Hat einer eine idee?


----------



## millinär (10. Jul 2006)

falls er nicht ereichbar ist wird eine Exception ausgelös  
ich hab jetzt keine ahnung wie die heist weil ich fast immer alles als einfache Exception behandle 
aber was eine Exception ist weist du oder?

hab mal nachgeschaut : ich glaub ConnectException aber du musst generell alle IOExceptions abfangen

```
try{

Socket s=new Socket("342",34);
}
catch(ConnectException uhe){
// hier landest du falls der Server noch nicht online ist in der regel
}
catch(IOException ioe){

}
```

aber die Exception wird manchmal auch dann aufgerufen falls man aus einem anderen grund den server nicht erreicht
aber eigentlich sollte das reichen


----------



## derDachs (10. Jul 2006)

wie millinär schon sagt, die Exception benutzten, du kannst auch einfach nur Exception abfangen und einfach keine genaue bestimmen, dann wird zwar jede gefangen und du weist nicht welche es war, aber es stürzt halt nichts ab..

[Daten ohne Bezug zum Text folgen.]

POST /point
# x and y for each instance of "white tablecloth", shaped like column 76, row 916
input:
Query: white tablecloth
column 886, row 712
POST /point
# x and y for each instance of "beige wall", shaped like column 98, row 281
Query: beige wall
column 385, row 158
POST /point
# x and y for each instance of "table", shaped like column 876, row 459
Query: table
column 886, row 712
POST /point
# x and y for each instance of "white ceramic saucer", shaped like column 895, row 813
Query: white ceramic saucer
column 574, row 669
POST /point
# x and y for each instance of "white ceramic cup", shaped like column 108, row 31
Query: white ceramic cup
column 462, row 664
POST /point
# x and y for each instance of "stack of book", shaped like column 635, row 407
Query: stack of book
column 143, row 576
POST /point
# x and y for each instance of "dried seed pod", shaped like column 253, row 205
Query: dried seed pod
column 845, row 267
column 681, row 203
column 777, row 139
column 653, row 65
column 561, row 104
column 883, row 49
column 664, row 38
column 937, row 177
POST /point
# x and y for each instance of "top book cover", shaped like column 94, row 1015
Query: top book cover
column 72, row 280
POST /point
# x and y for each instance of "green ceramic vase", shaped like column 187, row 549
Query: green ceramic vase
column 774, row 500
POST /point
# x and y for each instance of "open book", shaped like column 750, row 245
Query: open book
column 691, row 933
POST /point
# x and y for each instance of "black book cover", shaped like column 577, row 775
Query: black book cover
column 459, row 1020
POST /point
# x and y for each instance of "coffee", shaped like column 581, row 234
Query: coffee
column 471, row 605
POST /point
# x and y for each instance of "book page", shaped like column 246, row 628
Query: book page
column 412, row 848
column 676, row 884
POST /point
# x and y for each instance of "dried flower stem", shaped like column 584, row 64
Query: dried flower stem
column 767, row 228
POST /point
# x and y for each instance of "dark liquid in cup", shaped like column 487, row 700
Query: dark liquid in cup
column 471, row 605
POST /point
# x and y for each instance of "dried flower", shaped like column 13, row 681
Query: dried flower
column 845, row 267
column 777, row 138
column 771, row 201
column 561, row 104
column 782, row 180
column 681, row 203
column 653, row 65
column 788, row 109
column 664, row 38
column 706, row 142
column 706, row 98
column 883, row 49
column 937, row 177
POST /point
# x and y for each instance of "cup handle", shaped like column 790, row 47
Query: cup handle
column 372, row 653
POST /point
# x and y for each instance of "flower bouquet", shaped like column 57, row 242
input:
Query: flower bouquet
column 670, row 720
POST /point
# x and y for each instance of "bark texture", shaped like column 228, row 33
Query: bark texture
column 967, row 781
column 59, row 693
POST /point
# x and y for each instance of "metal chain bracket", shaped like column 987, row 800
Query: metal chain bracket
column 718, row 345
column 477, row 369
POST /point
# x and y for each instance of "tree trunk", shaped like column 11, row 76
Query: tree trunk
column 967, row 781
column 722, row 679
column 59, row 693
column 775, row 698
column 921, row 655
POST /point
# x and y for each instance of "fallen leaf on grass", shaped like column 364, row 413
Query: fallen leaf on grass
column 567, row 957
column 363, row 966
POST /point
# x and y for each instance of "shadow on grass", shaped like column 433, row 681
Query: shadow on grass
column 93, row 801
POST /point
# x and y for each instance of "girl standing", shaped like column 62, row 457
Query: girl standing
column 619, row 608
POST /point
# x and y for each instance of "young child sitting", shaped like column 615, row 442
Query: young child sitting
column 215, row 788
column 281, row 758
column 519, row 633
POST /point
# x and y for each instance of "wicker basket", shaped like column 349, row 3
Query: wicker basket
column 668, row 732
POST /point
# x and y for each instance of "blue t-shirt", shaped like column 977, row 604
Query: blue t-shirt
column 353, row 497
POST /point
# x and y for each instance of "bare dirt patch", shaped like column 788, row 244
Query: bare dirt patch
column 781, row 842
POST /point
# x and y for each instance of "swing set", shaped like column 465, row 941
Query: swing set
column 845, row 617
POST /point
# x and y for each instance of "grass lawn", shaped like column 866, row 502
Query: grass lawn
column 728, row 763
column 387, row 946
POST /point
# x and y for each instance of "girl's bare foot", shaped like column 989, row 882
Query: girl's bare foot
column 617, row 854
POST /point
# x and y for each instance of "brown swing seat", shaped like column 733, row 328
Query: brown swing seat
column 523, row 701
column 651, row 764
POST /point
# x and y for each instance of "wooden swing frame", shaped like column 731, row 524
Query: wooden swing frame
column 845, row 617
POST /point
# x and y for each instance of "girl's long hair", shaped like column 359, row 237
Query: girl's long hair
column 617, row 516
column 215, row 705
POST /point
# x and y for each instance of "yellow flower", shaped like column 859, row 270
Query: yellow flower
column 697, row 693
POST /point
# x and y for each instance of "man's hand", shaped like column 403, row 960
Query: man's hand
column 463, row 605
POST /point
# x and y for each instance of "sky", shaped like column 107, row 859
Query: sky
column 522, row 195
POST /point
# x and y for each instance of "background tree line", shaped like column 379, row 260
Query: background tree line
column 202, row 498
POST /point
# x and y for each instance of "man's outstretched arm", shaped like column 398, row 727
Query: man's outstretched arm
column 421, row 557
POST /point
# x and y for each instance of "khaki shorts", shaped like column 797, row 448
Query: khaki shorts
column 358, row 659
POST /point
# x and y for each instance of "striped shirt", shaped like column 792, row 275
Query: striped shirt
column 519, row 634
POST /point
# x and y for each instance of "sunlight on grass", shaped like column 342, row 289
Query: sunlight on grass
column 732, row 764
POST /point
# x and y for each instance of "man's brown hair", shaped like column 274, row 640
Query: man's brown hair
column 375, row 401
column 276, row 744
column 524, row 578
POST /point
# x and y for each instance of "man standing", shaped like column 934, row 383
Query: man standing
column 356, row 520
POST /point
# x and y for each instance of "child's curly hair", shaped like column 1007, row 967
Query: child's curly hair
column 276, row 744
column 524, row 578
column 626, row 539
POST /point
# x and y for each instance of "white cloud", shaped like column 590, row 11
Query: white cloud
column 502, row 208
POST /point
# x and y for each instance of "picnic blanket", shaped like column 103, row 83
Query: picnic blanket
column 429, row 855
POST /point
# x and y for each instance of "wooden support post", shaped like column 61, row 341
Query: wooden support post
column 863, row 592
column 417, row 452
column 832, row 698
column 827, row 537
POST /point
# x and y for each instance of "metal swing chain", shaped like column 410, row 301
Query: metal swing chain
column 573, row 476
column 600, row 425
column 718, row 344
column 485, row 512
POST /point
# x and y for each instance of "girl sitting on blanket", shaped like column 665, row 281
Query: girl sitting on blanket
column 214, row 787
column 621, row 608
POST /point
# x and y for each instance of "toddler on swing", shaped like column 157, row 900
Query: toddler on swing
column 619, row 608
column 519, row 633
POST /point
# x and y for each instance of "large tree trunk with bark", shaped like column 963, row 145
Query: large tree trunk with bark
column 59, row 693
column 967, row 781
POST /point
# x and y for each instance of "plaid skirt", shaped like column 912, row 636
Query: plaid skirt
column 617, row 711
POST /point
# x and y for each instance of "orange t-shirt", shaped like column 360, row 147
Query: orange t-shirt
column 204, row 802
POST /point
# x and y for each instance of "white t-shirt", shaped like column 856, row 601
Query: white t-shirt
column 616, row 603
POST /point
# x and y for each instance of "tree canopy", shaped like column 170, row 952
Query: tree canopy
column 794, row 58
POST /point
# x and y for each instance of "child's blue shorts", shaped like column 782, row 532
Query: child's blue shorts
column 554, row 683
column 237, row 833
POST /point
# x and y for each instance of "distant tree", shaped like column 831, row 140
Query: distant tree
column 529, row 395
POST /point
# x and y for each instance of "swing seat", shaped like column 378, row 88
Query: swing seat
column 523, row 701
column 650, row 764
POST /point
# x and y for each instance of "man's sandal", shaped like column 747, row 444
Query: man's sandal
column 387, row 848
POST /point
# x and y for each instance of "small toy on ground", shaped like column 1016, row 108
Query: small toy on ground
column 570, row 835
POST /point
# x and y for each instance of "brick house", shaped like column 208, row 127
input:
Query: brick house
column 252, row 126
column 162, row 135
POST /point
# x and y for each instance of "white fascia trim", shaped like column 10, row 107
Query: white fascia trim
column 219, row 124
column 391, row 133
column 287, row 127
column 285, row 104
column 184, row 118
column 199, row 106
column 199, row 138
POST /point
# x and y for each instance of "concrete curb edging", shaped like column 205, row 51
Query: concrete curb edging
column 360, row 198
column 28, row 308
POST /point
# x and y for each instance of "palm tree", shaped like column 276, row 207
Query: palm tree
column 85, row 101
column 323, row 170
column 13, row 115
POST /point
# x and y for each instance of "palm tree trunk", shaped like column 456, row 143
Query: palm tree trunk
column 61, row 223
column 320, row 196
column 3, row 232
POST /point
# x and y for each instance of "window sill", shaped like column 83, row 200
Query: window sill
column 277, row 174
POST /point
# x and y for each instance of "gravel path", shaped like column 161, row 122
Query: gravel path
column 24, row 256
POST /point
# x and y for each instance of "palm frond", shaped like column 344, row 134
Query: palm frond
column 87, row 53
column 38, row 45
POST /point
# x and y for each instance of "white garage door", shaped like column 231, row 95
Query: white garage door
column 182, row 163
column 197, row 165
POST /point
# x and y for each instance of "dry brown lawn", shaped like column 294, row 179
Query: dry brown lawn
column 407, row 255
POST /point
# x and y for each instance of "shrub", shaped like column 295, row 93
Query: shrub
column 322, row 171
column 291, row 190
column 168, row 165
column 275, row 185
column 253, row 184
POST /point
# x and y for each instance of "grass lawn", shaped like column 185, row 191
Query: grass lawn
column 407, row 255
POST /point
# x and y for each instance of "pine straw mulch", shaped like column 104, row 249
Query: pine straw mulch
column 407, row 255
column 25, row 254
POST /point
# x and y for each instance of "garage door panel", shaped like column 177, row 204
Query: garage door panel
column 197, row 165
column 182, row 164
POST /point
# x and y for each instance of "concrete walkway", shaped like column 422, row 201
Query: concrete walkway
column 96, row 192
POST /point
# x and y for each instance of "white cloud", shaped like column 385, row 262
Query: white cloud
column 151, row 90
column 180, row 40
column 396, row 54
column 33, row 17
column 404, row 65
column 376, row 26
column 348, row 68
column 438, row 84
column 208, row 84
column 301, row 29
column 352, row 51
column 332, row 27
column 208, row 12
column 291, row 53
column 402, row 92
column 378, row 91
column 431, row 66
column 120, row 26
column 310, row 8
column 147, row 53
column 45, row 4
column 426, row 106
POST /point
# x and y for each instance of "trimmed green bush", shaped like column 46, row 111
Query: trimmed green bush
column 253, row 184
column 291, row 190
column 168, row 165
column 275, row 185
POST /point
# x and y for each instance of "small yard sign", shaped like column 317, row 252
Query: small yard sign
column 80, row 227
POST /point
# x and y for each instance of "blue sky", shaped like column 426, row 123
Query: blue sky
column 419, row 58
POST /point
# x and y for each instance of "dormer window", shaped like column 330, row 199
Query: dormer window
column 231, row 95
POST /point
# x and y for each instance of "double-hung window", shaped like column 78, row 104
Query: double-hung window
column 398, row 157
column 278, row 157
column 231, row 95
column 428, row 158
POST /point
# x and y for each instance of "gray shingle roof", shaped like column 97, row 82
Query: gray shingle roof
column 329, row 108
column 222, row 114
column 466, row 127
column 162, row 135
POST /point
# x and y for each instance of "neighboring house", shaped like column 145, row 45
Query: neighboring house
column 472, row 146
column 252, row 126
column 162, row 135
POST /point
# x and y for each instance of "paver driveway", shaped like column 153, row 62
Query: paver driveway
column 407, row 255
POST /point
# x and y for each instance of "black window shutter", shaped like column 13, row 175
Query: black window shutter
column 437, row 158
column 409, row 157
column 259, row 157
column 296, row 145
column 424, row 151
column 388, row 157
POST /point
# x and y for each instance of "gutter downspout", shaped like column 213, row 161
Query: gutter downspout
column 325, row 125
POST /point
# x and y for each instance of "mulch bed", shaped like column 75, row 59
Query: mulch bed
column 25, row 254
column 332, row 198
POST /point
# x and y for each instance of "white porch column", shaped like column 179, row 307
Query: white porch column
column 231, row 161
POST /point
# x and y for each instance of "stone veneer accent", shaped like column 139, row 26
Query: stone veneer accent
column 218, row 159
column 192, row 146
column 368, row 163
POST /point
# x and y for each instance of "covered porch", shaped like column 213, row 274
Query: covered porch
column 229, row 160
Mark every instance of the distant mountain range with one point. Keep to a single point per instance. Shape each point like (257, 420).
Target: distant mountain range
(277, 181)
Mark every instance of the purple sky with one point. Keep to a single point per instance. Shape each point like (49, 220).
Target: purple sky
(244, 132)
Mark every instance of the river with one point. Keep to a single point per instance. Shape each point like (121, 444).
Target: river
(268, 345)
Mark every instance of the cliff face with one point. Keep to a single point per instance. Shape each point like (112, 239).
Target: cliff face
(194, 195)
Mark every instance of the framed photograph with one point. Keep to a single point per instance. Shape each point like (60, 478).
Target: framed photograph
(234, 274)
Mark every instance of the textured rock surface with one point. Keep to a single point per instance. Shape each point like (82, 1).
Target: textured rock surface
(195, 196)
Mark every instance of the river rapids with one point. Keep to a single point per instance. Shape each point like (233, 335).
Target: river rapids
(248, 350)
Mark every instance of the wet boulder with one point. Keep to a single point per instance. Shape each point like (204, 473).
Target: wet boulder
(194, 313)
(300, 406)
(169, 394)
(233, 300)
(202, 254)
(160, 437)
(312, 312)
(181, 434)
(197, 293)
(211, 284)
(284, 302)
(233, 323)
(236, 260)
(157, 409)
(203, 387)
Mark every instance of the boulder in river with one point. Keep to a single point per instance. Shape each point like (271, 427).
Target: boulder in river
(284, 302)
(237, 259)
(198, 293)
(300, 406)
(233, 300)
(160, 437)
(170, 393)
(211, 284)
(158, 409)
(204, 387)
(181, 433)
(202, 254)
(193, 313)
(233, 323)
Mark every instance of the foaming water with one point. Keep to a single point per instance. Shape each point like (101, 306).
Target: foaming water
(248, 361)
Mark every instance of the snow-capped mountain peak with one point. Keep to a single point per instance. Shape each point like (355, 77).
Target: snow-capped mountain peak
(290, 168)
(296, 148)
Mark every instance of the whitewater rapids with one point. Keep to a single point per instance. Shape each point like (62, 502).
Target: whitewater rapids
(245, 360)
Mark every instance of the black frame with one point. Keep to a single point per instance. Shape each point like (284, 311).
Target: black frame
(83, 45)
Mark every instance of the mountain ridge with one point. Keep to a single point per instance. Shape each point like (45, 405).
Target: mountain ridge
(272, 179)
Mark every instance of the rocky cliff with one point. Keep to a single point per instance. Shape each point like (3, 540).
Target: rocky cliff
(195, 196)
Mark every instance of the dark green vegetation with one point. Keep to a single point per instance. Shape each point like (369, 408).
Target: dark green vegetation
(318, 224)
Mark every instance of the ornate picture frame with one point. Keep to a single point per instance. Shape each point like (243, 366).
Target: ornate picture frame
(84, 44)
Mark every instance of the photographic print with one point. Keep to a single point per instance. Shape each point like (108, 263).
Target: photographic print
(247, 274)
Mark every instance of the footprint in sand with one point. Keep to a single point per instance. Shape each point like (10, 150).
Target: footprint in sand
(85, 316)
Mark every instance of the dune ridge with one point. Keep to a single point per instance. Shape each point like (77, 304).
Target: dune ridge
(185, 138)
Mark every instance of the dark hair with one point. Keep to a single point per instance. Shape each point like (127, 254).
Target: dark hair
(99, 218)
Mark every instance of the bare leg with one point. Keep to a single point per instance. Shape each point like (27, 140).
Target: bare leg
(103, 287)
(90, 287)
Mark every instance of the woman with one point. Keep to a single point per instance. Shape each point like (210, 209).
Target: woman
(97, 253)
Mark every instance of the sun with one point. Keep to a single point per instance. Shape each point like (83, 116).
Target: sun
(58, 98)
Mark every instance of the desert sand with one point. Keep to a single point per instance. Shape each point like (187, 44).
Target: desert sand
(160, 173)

Excpetions sollte man immer einsetzen wenn möglich(nötig) also da wo critische vorgänge ablaufen, das ist einfach ein Grundgedanke den man so benutzen sollte, wie gewürze am essen.. 

mfG derDachs


----------



## derDachs (10. Jul 2006)

oh jetzt vergesse ich glatt mein eigendlichen Post...
du kannst den server auf jedenfall anpingen...

einfach mit runexec den pingbefehl des Betriebssystems nutzen..
die rückgaben des Programms mit getInputSteam des RunExec objects auslesen und fertig..

mfG der Dachs


----------



## Murray (11. Jul 2006)

derDachs hat gesagt.:
			
		

> du kannst den server auf jedenfall anpingen...
> 
> einfach mit runexec den pingbefehl des Betriebssystems nutzen..
> die rückgaben des Programms mit getInputSteam des RunExec objects auslesen und fertig..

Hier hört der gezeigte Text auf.